Begegnung auf Augenhöhe - Heike Steinwegs Porträts von Frauen im Exil im Museum Europäischer Kulturen

  • Felix Koltermann
  • Lesedauer: 4 Min.

Das Thema Migration war und ist seit Jahren ein Dauerbrenner in der massenmedialen Berichterstattung. Fast immer standen das Kollektiv und damit Leid und Entbehrung im Vordergrund. Nur selten wurden die Protagonisten und Protagonistinnen menschlich und würdevoll gezeigt. Genau dies gelingt der Berliner Fotografin Heike Steinweg in ihrer Ausstellung »Ich habe mich nicht verabschiedet - Frauen im Exil«, die als Sonderausstellung im Museum Europäischer Kulturen in Dahlem zu sehen ist. Die porträtierten Frauen stammen aus Syrien, Afghanistan, Eritrea und Irak. Sie sind aus politischen Gründen nach Deutschland gekommen.

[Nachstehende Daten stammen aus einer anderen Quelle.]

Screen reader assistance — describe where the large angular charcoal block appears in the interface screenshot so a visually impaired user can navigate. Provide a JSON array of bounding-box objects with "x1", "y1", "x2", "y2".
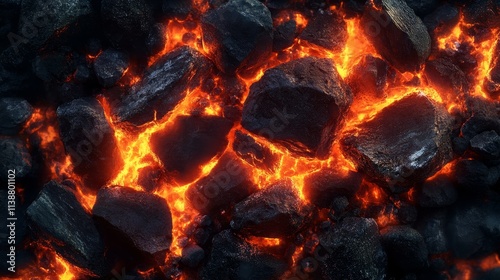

Die Ausstellung wird in einem quadratischen Raum im Obergeschoss des Hauses gezeigt. Eines neben dem anderen hängen dort die 33 lebensgroßen Porträts, sodass man ihnen im wahrsten Sinne des Wortes auf Augenhöhe gegenübertreten kann. Die Hängung ist deswegen überzeugend, weil das Konzept einfach ist, ohne simplifizierend zu sein. Alle Bilder sind Halbkörperansichten. Zu sehen sind der Oberkörper inklusive der Arme und Hände der Frauen. Mit formaler Strenge hat Heike Steinweg die Frauen im Studio vor einem schwarzen Hintergrund fotografiert. Die Frauen schauen ernst, manchmal auch mit einem leichten Lächeln. Was begeistert, ist der Blick, der offen und direkt auf die Betrachter gerichtet ist.

Seit dem Jahr 2015 hat Heike Steinweg an diesem Projekt gearbeitet. Ausgangspunkt war eine Begegnung mit der Syrerin Hend in einer Berliner Notunterkunft. Die Fotografin zeigte sich beeindruckt von Hends Lebensfreude, aber zugleich auch von ihrem Mut und ihrer Entschlossenheit, im Exil einen Weg einzuschlagen. Heike Steinweg versteht es dabei als einen politischen Prozess, das Schicksal anderer Menschen anschaulich zu machen und Ebenen offenzulegen, die in der aktuellen, meist generalisierenden Presseberichterstattung untergehen. Ihr Wunsch ist es, »einen Dialog auf Augenhöhe zu führen, denn das persönliche Gespräch verändert beide Seiten und gibt ein Gefühl der Zugehörigkeit«.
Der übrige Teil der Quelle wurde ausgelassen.